Local Optimization
Overview
Local optimization finds a point where an objective function f(x) achieves a minimum value relative to all nearby points in the search space. Unlike global optimization, which seeks the absolute minimum across the entire domain, local methods focus on identifying a local minimum—a point where the function value is lower than at all neighboring points, though not necessarily the lowest possible value overall.
Local optimization is fundamental to countless applications: training neural networks, calibrating econometric models, fitting nonlinear regression models, tuning control systems, and solving engineering design problems. The efficiency of local methods makes them practical for high-dimensional problems where global search would be computationally prohibitive.
The defining characteristic of local optimization is that the solution depends on the starting point. For smooth, convex functions, any local minimum is also the global minimum, and the initial guess matters little. However, for non-convex functions with multiple valleys and peaks, different starting points may converge to different local minima. This sensitivity requires careful initialization and sometimes multiple runs from different starting values.
Derivative-Free Methods
Derivative-free optimization (also called “direct search” or “pattern search”) algorithms rely solely on function evaluations without computing or approximating gradients. These methods are essential when: - The objective function is noisy or discontinuous - Derivatives are unavailable (e.g., black-box simulations, legacy code) - Computing gradients is expensive relative to function evaluations - The function is non-smooth (e.g., containing abs(), max(), or conditional logic)

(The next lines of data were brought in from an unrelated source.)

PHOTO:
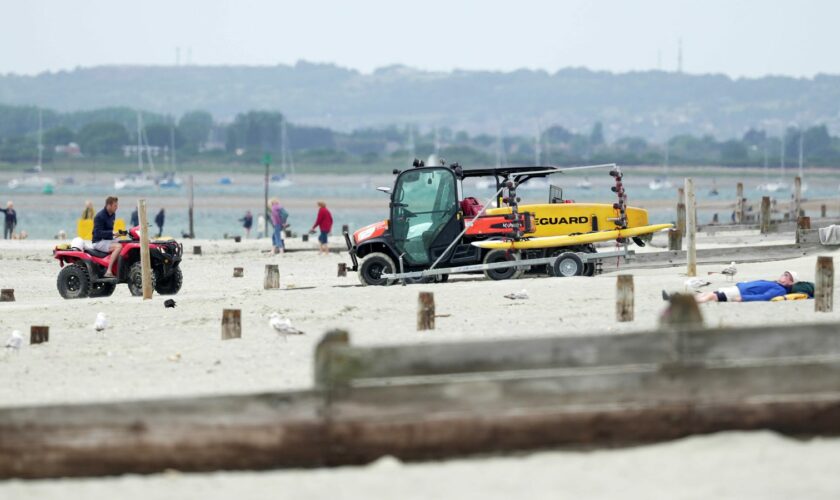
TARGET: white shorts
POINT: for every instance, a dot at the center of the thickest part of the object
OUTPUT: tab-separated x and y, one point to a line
731	293
103	246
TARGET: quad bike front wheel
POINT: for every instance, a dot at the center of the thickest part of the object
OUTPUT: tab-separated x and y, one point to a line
170	285
505	273
73	282
373	267
135	279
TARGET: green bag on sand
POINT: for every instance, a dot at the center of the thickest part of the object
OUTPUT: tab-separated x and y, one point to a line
805	287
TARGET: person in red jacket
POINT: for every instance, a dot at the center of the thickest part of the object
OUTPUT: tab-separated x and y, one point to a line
324	223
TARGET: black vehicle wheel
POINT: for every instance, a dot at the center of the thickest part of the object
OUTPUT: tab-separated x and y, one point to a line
102	289
170	285
135	279
588	268
73	282
568	264
506	273
372	268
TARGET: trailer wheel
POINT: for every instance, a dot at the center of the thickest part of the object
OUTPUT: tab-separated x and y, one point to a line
372	268
507	273
568	264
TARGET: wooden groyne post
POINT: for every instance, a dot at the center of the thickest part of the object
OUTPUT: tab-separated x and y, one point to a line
272	277
231	324
739	203
39	334
145	258
824	284
764	217
425	311
624	300
691	228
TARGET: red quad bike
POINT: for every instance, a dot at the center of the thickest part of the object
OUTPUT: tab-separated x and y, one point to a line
83	270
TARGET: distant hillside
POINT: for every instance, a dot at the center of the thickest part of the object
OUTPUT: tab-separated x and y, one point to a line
652	104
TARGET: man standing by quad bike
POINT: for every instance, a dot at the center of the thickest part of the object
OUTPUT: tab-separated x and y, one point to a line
103	232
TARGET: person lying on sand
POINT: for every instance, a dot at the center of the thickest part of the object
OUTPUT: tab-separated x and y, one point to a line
749	291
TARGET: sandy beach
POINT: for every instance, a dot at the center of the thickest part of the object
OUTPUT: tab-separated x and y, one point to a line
151	352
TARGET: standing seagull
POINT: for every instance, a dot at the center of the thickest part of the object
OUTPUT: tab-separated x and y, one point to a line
15	340
282	325
729	271
101	322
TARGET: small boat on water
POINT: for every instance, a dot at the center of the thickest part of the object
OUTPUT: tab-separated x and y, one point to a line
139	180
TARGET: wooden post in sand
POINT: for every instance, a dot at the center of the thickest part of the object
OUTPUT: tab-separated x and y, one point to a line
674	240
691	227
802	224
272	277
190	211
145	258
764	220
739	203
231	324
624	298
824	284
425	311
39	334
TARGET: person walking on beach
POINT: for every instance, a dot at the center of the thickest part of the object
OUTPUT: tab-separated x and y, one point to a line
279	216
10	220
749	291
260	226
247	222
160	218
324	223
88	213
103	232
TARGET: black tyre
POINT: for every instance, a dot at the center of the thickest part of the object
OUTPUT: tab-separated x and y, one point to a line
135	279
170	285
506	273
568	264
102	289
372	268
73	282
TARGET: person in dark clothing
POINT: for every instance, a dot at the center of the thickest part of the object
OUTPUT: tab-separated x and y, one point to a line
103	232
159	220
10	220
247	222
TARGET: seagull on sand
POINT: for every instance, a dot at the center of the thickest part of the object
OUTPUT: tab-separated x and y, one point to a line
101	322
282	325
696	283
15	340
729	271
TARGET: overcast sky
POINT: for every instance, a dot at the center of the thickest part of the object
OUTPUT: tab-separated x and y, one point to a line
738	38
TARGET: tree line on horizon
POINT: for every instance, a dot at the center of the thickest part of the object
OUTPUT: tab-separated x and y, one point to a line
197	136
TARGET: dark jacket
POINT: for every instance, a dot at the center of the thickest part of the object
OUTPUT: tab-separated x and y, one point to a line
754	291
103	226
11	216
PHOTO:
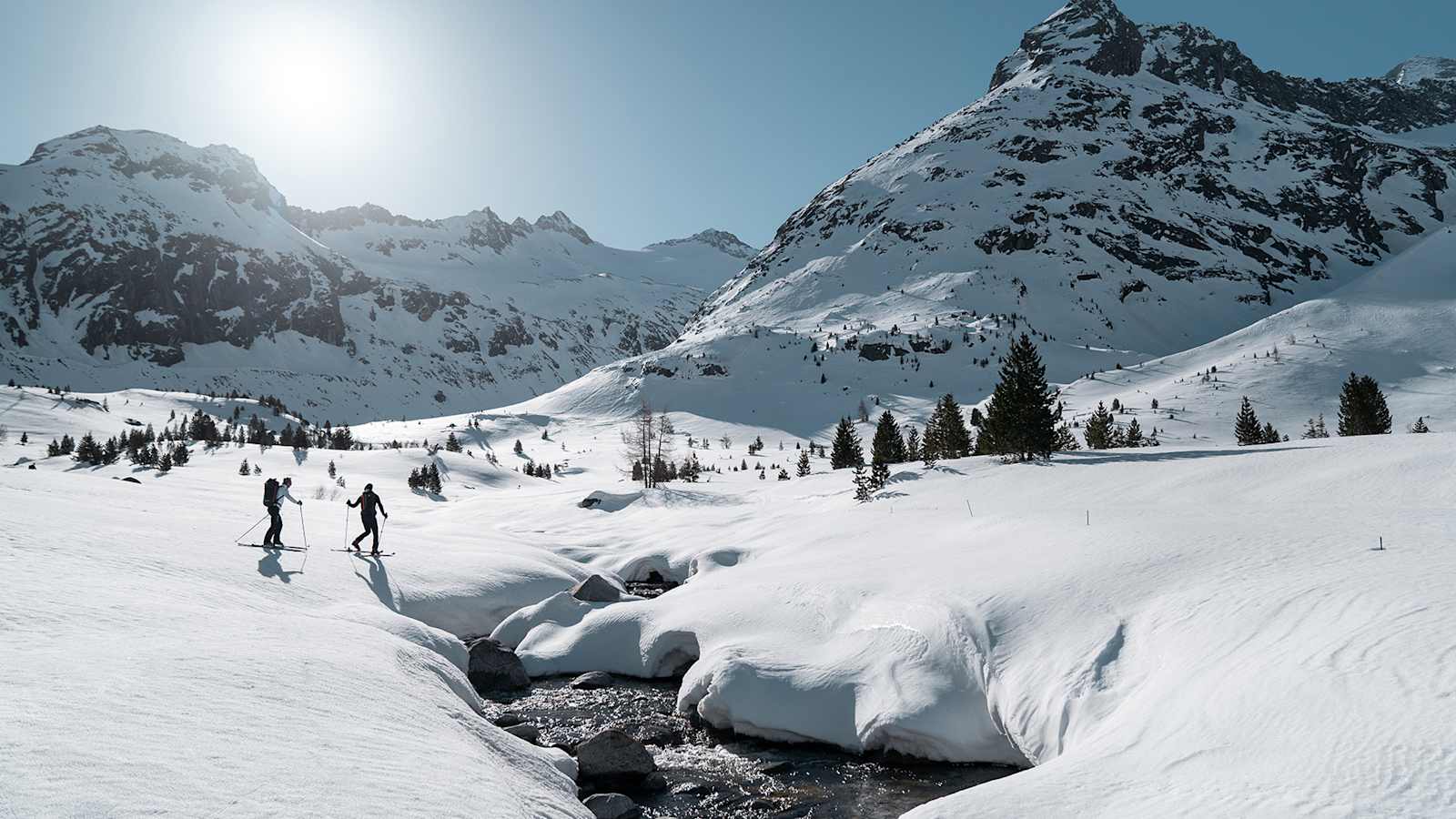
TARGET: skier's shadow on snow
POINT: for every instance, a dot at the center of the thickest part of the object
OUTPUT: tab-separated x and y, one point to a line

The Nelder-Mead simplex method maintains a simplex (a geometric shape with n+1 vertices in n dimensions) and iteratively reflects, expands, or contracts the simplex based on function values at its vertices. It’s robust and requires no derivative information, making it popular for exploratory optimization. However, it can stagnate on ill-conditioned problems and may require many function evaluations for high-dimensional spaces.
Powell’s method performs sequential one-dimensional minimizations along a set of conjugate directions, updating these directions to accelerate convergence. It exploits the structure of the problem without computing gradients and often outperforms Nelder-Mead on smooth functions.
For single-variable problems, Brent’s method combines the robustness of golden-section search with the speed of inverse parabolic interpolation. It’s the gold standard for univariate minimization when derivatives are unavailable.
Gradient-Based Methods
Gradient-based optimization uses first-order derivative information (the gradient \nabla f(x)) and sometimes second-order information (the Hessian H(x)) to guide the search toward a minimum. These methods converge much faster than derivative-free approaches on smooth functions, typically requiring far fewer iterations.
The BFGS algorithm (Broyden–Fletcher–Goldfarb–Shanno) is a quasi-Newton method that builds an approximation to the Hessian matrix using gradient information from successive iterations. It offers superlinear convergence without the computational cost of computing and inverting the full Hessian. BFGS is the default choice for unconstrained smooth optimization and is remarkably robust even on moderately ill-conditioned problems. The method is described in detail in Numerical Optimization by Nocedal and Wright.
L-BFGS-B (Limited-memory BFGS with Bounds) extends BFGS to handle box constraints (x_{lb} \leq x \leq x_{ub}) while using limited memory to store Hessian approximations. This makes it suitable for large-scale problems with thousands of variables.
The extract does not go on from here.